Dia mengakui masih ada banyak pertanyaan yang tidak terjawab. Selain itu, kata dia, penelitian hanya menunjukkan korelasi, bukan hubungan sebab-akibat.
“Kami tidak membuktikan bahwa penggunaan obat-obatan ini dapat menyebabkan seseorang yang sehat menderita depresi atau punya gejala bunuh diri. Namun kami melihat pola respons dosis yang mengkhawatirkan. Makin banyak obat-obatan yang memiliki efek buruk yang Anda konsumsi secara bersamaan, makin tinggi risiko depresi,” ujar Qato.
Para peneliti menggunakan database besar yang mewakili nasional, National Health and Nutrition Examination Survey, untuk menganalisis obat-obatan yang dipakai sampel dari lebih dari 26 ribu orang Amerika dewasa pada 2005-2014. Mereka meneliti efek samping obat-obat yang dijual bebas sampai terkumpul daftar berisi lebih dari 200 obat dengan potensi efek samping depresi.

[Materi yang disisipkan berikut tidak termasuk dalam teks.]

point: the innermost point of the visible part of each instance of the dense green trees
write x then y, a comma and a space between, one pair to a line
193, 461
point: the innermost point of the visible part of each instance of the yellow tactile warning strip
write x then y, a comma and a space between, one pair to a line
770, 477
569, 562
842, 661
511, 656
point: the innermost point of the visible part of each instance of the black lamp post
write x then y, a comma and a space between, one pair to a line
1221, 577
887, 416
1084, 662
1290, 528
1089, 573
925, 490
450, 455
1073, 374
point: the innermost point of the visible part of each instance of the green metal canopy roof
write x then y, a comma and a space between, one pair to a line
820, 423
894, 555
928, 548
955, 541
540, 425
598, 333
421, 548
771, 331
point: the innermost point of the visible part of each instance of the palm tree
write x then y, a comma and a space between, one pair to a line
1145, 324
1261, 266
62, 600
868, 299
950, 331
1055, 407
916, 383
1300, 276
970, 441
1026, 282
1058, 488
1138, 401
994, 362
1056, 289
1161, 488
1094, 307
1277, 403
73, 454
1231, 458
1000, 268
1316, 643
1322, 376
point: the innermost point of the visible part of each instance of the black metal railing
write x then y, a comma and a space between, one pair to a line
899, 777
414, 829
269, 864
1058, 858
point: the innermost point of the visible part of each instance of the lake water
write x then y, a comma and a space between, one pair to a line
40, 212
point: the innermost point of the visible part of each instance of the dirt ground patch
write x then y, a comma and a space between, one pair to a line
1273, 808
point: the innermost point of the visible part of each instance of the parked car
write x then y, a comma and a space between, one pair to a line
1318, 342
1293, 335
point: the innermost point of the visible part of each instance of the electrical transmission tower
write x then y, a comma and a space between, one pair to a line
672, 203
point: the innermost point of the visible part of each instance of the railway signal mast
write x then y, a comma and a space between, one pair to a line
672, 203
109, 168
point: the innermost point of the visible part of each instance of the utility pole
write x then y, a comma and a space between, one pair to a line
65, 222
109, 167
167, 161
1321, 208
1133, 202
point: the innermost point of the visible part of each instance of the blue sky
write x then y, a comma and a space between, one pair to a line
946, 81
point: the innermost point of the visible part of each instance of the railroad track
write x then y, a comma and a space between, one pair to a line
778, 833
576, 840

Di antara pasien yang mengkonsumsi obat berefek samping depresi tapi tidak mengkonsumsi obat antidepresi, 6,9 persen di antaranya mengalami depresi. Adapun tingkat depresi pasien yang mengkonsumsi tiga atau lebih banyak obat dengan efek samping itu adalah 15,3 persen. Sebaliknya, pasien yang tidak mengkonsumsi obat apa pun punya tingkat depresi 4,7 persen.
Para peneliti menyesuaikan faktor risiko lain yang bisa menyebabkan depresi, termasuk kemiskinan, status pernikahan, tak punya pekerjaan, dan kondisi medis tertentu, seperti sakit kronis, yang memang diasosiasikan dengan depresi.
Dr Philip R. Muskin, profesor psikiatri di Pusat Medis Universitas Columbia dan sekretaris Asosiasi Psikiater American, mengatakan praktisi kesehatan harus terus mengingatkan efek samping ini ketika meresepkan obat dan bertanya apakah pasien atau keluarganya pernah punya sejarah depresi.
Namun ia mengatakan sulit menyimpulkan peningkatan konsumsi obat dan kombinasi dengan obat dengan efek samping, termasuk depresi, punya dampak pada masyarakat.
"Ada peningkatan kasus bunuh diri yang kita tahu," ucap Muskin. "Apakah ini berhubungan dengan penggunaan obat-obat ini? Jawaban jujurnya adalah kita tidak tahu. Apakah ini punya peran? Jawaban jujurnya adalah iya, tentu berperan."